This lesson covers the fundamentals of rheology and the properties of time-independent non-Newtonian fluids. It delves into the validation of models that represent the non-Newtonian behavior of complex fluids, such as blood. The lesson also discusses the importance of conducting careful experiments to measure the viscosity or apparent viscosity of complex fluids. It introduces three types of viscometers - capillary, concentric cylinder, and cone and plate viscometers, explaining their working principles and applications. The lesson also differentiates between viscometers and rheometers, highlighting their specific uses for Newtonian and non-Newtonian fluids respectively.
00:37 - Introduction to viscometers and rheometers
02:04 - Understanding different viscometers for measuring viscosity
07:07 - Discussion on the working principles and limitations of capillary viscometer
19:06 - Explanation of coaxial cylindrical viscometers
42:35 - Introduction to cone and plate viscometers
44:22 - Practical example of using a capillary viscometer
- Rheology is the study of the flow of matter, primarily in a liquid or gas state, but also as soft solids.
- Viscometers and rheometers are instruments used to measure the viscosity of fluids. While viscometers are used for Newtonian fluids, rheometers are used for non-Newtonian fluids.
- Capillary, concentric cylinder, and cone and plate viscometers are commonly used in rheology.

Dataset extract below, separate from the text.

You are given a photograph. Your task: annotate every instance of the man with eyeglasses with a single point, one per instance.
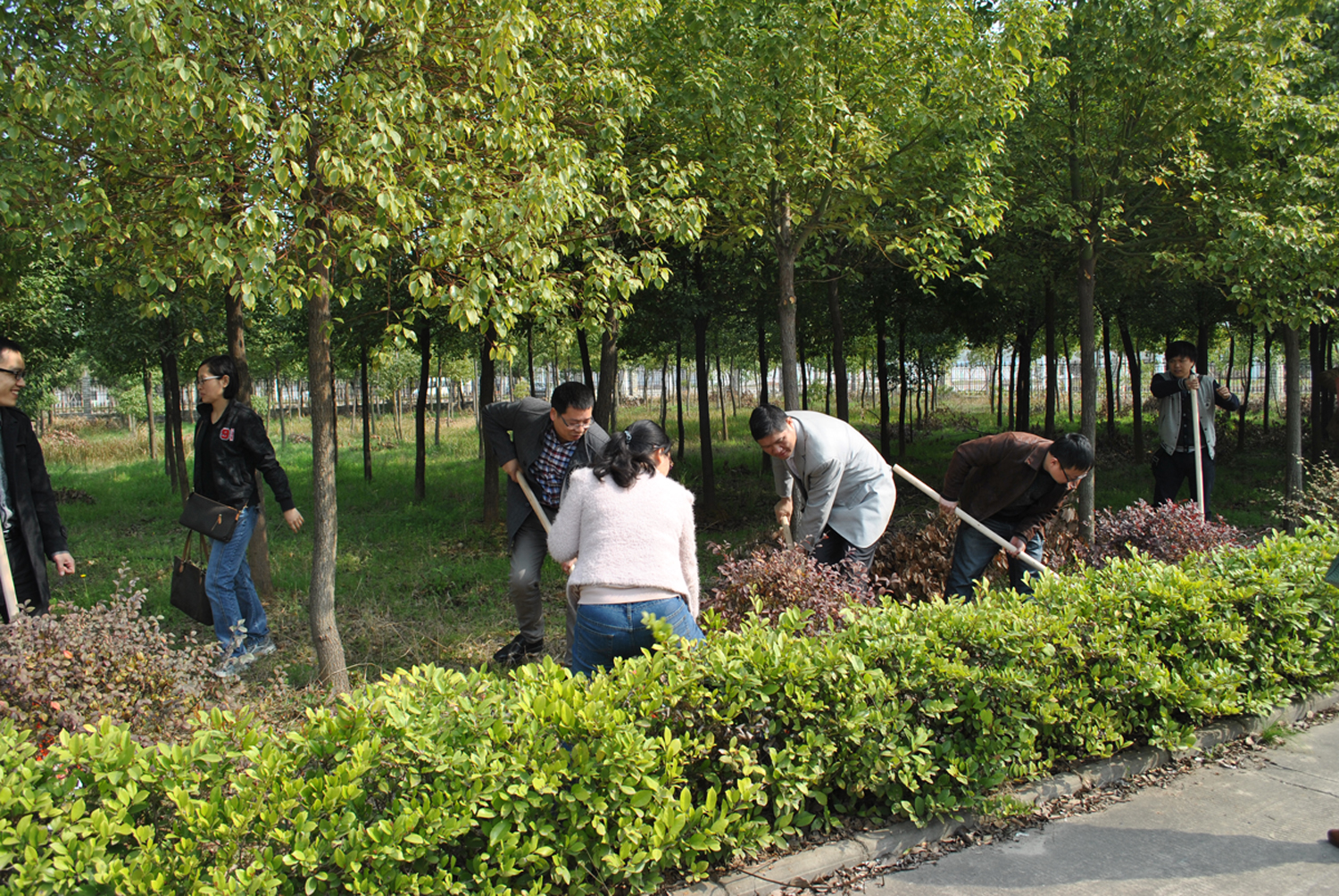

Each has its unique working principle and application.
- Capillary viscometers are simple and easy to use but are not suitable for non-Newtonian fluids due to the variation of shear stress with radius.
- Coaxial or Couette flow viscometers are useful for measuring shear-dependent viscosity as the shear rate is constant.
- Cone and plate viscometers are the most accurate and require a small amount of sample, making them ideal for costly samples.